# Preparing for Film Studies programs?



## dj02bothell (Aug 9, 2011)

Hi guys,

OMG. I'm so glad I found this forum site because i've been going crazy trying to find some kind of advice!

I'm currently an incoming freshmen at Penn State and I plan on majoring in English with a minor that i'm not set on yet. I really love film-to death. My family comes from a low-income background, and luckily with help from grandparents, I can afford college. I've struggled to get involved in film activities during high school because of limited opportunities but I took film classes at a local community college and discovered that i'm particularly interested in the aesthetics and american culture of film theory/criticism. I wrote film reviews for my school newspaper and one of them won a high school journalism award! *yay me*

Anyway, writing film reviews for my school newspaper and dissecting a plethora of films since my adolescence years really did ignite that passion inside of me, which i've never been able to distinguish until now. I really want to pursue this career post-undergrad and hopefully be able to teach, be a critic, or work within the film industry. My only concern is this: How do I prepare myself? I mean, apart from reading theory books, learning about important people, etc. is there really any way to prepare for grad school for film studies? I plan on writing film reviews and arts for The Daily Collegian at my university for the time I will be here. I'm also planning on working for the undergraduate writing center so I can brush up my writing skills.
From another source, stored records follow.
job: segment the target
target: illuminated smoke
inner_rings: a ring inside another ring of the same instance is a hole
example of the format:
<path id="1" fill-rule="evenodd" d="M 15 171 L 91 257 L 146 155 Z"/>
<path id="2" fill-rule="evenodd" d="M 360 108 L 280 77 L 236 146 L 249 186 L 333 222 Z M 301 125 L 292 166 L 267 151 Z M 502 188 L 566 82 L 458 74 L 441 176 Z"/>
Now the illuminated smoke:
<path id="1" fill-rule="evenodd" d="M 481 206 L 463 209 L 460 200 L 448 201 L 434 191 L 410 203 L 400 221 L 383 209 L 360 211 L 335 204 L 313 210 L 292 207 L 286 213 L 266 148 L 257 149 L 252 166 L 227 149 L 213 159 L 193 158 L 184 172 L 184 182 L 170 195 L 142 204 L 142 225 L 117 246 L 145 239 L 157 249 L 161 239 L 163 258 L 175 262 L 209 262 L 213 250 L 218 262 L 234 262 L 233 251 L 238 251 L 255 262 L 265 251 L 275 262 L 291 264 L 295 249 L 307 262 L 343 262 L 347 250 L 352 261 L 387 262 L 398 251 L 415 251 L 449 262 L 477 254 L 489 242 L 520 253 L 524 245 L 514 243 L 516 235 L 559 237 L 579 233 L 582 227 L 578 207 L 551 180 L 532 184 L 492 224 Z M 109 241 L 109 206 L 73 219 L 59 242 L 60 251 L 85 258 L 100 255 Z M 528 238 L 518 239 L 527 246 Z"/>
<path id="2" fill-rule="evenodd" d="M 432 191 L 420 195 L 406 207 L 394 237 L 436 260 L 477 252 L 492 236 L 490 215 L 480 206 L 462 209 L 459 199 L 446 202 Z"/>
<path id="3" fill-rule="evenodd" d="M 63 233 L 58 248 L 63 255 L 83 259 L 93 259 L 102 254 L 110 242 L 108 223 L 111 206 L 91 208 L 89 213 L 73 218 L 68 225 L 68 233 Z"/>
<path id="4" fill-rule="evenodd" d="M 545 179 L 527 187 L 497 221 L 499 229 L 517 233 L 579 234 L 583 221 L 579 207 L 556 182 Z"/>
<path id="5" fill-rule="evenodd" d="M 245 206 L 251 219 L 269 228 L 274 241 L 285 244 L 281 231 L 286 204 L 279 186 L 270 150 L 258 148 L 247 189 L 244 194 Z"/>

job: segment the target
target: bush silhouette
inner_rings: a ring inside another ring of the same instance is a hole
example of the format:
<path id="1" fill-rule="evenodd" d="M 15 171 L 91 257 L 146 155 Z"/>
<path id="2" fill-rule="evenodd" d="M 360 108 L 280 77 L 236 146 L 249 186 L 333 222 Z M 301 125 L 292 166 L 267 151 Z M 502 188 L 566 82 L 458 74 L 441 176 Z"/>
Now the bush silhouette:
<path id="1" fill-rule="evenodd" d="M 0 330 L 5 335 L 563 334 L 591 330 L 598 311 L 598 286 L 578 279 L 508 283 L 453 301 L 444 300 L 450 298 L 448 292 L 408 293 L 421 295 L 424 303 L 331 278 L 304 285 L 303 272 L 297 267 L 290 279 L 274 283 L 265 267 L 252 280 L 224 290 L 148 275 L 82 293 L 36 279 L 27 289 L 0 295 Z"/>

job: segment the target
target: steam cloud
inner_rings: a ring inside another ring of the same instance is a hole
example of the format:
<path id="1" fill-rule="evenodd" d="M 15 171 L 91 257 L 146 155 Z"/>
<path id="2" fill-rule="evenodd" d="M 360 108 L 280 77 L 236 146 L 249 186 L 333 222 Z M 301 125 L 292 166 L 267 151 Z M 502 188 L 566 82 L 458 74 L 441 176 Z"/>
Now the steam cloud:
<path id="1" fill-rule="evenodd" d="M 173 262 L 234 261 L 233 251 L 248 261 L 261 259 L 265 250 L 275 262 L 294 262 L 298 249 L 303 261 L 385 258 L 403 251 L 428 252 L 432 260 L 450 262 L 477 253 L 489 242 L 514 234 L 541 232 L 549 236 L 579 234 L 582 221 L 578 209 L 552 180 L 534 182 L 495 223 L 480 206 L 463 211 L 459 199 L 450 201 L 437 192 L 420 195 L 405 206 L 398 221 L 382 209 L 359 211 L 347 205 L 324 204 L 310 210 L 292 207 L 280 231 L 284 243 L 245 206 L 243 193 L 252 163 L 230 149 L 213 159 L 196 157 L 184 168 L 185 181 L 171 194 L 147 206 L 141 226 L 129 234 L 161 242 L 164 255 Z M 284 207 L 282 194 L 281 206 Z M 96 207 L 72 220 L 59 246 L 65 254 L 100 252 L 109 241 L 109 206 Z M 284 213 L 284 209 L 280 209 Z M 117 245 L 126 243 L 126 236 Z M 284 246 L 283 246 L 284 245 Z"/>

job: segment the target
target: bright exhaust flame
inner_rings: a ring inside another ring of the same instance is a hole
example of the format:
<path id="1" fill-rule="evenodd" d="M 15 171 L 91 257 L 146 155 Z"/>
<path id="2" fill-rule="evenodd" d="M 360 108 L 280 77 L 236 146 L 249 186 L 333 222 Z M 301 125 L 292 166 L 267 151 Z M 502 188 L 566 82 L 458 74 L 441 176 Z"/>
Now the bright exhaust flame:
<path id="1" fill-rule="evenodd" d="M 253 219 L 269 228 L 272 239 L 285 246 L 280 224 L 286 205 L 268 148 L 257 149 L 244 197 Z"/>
What other sort of activities would help prepare me to be a good candidate for these programs? I like to work in theatre, as well, because I think it's important to experience what it's like to be a part of a project (hands-on), that way I can understand it thoroughly and write about it. I know recommendations will be crucial. How about GRE scores? Is that crucial? I'm also in the honors college at my school, so I will likely maintain a gpa of 3.5+

The programs that really interests me are: Yale, NYU, Northwestern, Iowa, Chicago, Boston University, and Harvard. I know i'm only a freshmen, but I feel like I need to be aware of this because i am so darn ambitious! Any advice on how to prepare myself in order to be a good candidate at these schools, or just for any film studies programs in general, would be amazing! Thank you guys so much!

Edit: How important is an internship for film studies graduate programs? I'm not sure what kind of internship it would be, unless it's something writing for media, winning awards, etc.


----------



## outlawdsx (Aug 9, 2011)

Hey man,
I'm more of a lurker on these forums, but I graduated from Penn State in 2010 and applied for MFAs and MAs in Screenwriting this past year (not exactly the same, but I think I can help you with Penn State stuff).

If you want to take ANY higher level film theory courses, I highly recommend that you either switch your major to something in the College of Communication or you get a double major. I started off as an Integrative Arts major in the college of Arts and Architecture, and quickly realized that there was no way I could get into any of the film courses I wanted to take unless I took the additional Film-Video major.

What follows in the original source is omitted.